Holiday Point Marina Partners v. Anne Arundel County

707 A.2d 829, 349 Md. 190, 1998 Md. LEXIS 237
CourtCourt of Appeals of Maryland
DecidedApril 3, 1998
Docket4, Sept. Term, 1996
StatusPublished
Cited by43 cases

This text of 707 A.2d 829 (Holiday Point Marina Partners v. Anne Arundel County) is published on Counsel Stack Legal Research, covering Court of Appeals of Maryland primary law. Counsel Stack provides free access to over 12 million legal documents including statutes, case law, regulations, and constitutions.

Bluebook
Holiday Point Marina Partners v. Anne Arundel County, 707 A.2d 829, 349 Md. 190, 1998 Md. LEXIS 237 (Md. 1998).

Opinion

ELDRIDGE, Judge.

The issue in this case concerns Article 28, § 5-108(e), of the Anne Arundel County Code. Section 5-108 is a zoning ordinance applicable to the location of marina facilities along the shoreline of rivers, the Chesapeake Bay, and other waters of Anne Arundel County. Subsection (e) of the ordinance imposes minimum distance restrictions between the situs of marina facilities and shellfish beds. The issue presented by the petitioner is whether an ordinance limiting the number of boat *194 slips and the situs of marine facilities, for the purpose of protecting shellfish beds which lie beneath the tidal waters of the State, is within the zoning authority of Anne Arundel County. The issue presented by one of the respondents is whether the petitioner pursued the appropriate action.

I.

The facts in this case are not in dispute, although its procedural history is somewhat unusual. The case arises from the pursuit by Holiday Point Marina Partners of the required permits to enable it to extend its existing piers to create approximately 100 additional boat slips, resulting in more than 260 boat slips in all. The marina fronts Selby Bay in Anne Arundel County, is spread over 18 acres of fast land, and is zoned MB-1 and MC-1, permitting the operation of a commercial marina. Holiday Point successfully obtained approvals and permits to construct the proposed expansion of its facilities from the United States Army Corps of Engineers, the Maryland Department of Natural Resources, the Maryland Department of the Environment, and the Maryland Board of Public Works. Holiday Point then applied to Anne Arundel County for a building permit. The expansion, however, violated § 5-108(e) of the Anne Arundel County Code unless a zoning variance was obtained. 1 The County informed Holiday Point that, prior to the issuance of a building permit, a variance was required because the proposed slips were closer than one-half mile to an oyster bed.

Holiday Point applied for and was denied a variance by the Zoning Hearing Officer. A timely appeal to the Anne Arundel County Board of Appeals was then filed. Prior to the decision *195 of the Board of Appeals, however, Holiday Point, on January 11, 1994, filed a eomplaint for a declaratory judgment against the County in the Circuit Court for Anne Arundel County, requesting a declaratory judgment that § 5-108(e) was invalid.

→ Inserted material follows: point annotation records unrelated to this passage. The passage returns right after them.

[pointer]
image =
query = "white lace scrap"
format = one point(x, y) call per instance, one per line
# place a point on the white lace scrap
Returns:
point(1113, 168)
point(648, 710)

Thus, in early 1994, Holiday Point was pursuing both a declaratory judgment action in the circuit court and an administrative appeal before the Board of Appeals. In March 1994, the Selby Community Association, Inc., filed a motion to intervene in the circuit court declaratory judgment action; the motion was opposed by the County and Holiday Point. The circuit court denied the motion to intervene, and the Community Association appealed that denial to the Court of Special Appeals. While this appeal was pending, the parties to the declaratory judgment action consented to the intervention of the Community Association, and the Community Association voluntarily dismissed its appeal.

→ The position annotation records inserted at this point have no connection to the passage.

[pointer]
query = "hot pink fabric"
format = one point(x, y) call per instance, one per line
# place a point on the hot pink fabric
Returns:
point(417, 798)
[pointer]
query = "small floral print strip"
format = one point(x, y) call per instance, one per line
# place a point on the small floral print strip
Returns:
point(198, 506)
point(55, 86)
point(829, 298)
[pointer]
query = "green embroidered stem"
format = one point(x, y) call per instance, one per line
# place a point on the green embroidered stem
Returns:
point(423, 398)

Throughout the Spring and Fall of 1994 Holiday Point also actively pursued its administrative appeal of the Hearing Officer’s denial of the variance. Holiday Point argued before the Board of Appeals that the variance should be granted because the oyster bed was not viable. Holiday Point also attacked the validity of § 5-108(e), arguing before the Board of Appeals that the County did not have the power to enact such an ordinance. On January 4, 1995, the Board of Appeals affirmed the denial of the variance. The Board found that the oyster bed was viable, but the Board refused to consider Holiday Point’s challenge to the validity of § 5-108(e), stating that

“[t]he Board does not believe that this is an issue that is appropriate for it to consider. This Board looks to the county code and attempts to apply the code provisions when it decides cases: if the code provisions are for some reason inapplicable, it is for a body other that this Board to make that determination.”

Holiday Point immediately filed in the Circuit Court for Anne Arundel County an action for judicial review of the Board of *196 Appeals’ decision. The judicial review action was not consolidated in any manner with the declaratory judgment action.

Meanwhile, the parties had filed cross-motions for summary judgment in the declaratory judgment case, and a hearing was held on January 11, 1995. Holiday Point argued that the County did not have the authority, under Maryland Code (1957, 1996 Repl.Vol.), Art. 25A, § 5, to enact § 5-108(e). Holiday Point maintained that (1) the authority to regulate oyster beds was not expressly delegated to the County, (2) regulation of oyster beds was outside of the traditional area of zoning concerns, (3) the County had no authority to regulate the land beneath the waters of the State, and (4) § 5-108(e) must yield to state and federal law under the doctrine of preemption.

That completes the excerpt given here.